Do you plan on publishing a Cocoapod for the framework portion of this? I'm going to build a React Native module for this but auto-linking requires a pod. Afterward, I can add instructions for users to drag the model file into the correct directory.

reuben commented 4 years ago

It's not just the models, you also need to add the shared library, libdeepspeech.so, as a direct dependency of the app. Do you think it still makes sense to publish the framework on Cocoapods given this requirement? I've been hesitant to do that and then get tons of support requests from people with weird linker errors.

We could try to dlopen the library and give a more descriptive message but I'm not sure how that fits with App Store guidelines.

zaptrem commented 4 years ago

I'll look into that. Is it not possible to bundle libdeepspeech.so with the Cocoapod then use something like use_frameworks! ? I'm pretty sure Google does that with all of their pods. Loading dynamic code from the internet isn't allowed on the AppStore.
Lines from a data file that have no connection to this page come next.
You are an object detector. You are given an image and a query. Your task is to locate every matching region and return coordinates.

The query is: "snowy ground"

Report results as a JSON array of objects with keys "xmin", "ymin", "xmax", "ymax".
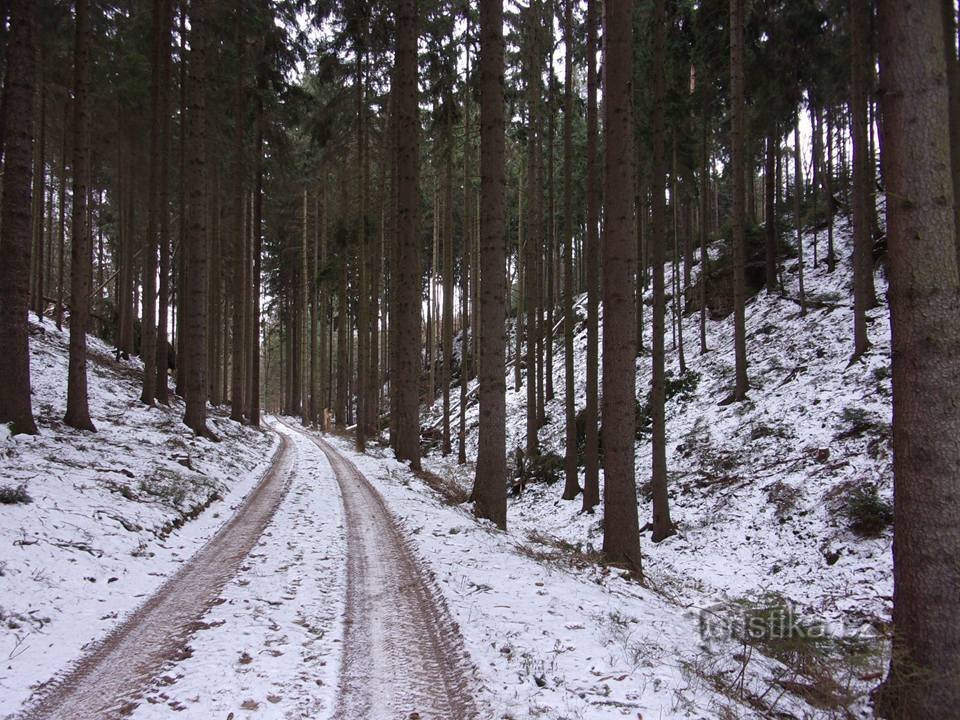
[
  {"xmin": 122, "ymin": 425, "xmax": 346, "ymax": 720},
  {"xmin": 0, "ymin": 321, "xmax": 277, "ymax": 716},
  {"xmin": 425, "ymin": 211, "xmax": 892, "ymax": 717},
  {"xmin": 324, "ymin": 439, "xmax": 832, "ymax": 720},
  {"xmin": 0, "ymin": 210, "xmax": 891, "ymax": 720}
]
reuben commented 4 years ago

I'm not talking about loading dynamic code from the internet, I'm talking about having to add a shared library as a dependency or your app in Xcode. It'll then get codesigned and bundled with the application. This is because iOS does not allow linking against a framework that itself links against another shared library. Maybe I should look more seriously into static linking, which would make this way simpler.

Am 30.07.2020 um 22:28 schrieb zaptrem notifications@github.com:

 I'll look into that. Loading dynamic code from the internet isn't allowed on the AppStore.

— You are receiving this because you were mentioned. Reply to this email directly, view it on GitHub, or unsubscribe.

zaptrem commented 4 years ago

If that won't require some massive overhaul it might be a good idea. Static frameworks are sometimes better for app load times than dynamic ones. Let me know how this goes, as switching from Apple's wildly unstable built-in transcription API to DeepSpeech for extremely long on-device transcription jobs is on our roadmap (after trying it on Android starting in a few days).

zaptrem commented 4 years ago

@reuben
Any change on this? I'm starting the Android half of this library tonight.

alexmay23 commented 4 years ago

@reuben hey. Where can I find libdeepspeech.so for iOS, or how can I build it by myself? I looked at links you have provided long time ago but it sends me 404. Thanks in advance.

lissyx commented 4 years ago

It's provided in the latest 0.8 or alpha 0.9 on github releases

alexmay23 commented 4 years ago

@lissyx iOS build only in 0.9 alpha.

lissyx commented 4 years ago

@lissyx iOS build only in 0.9 alpha.

It's always nice when you trust people that are working on the project.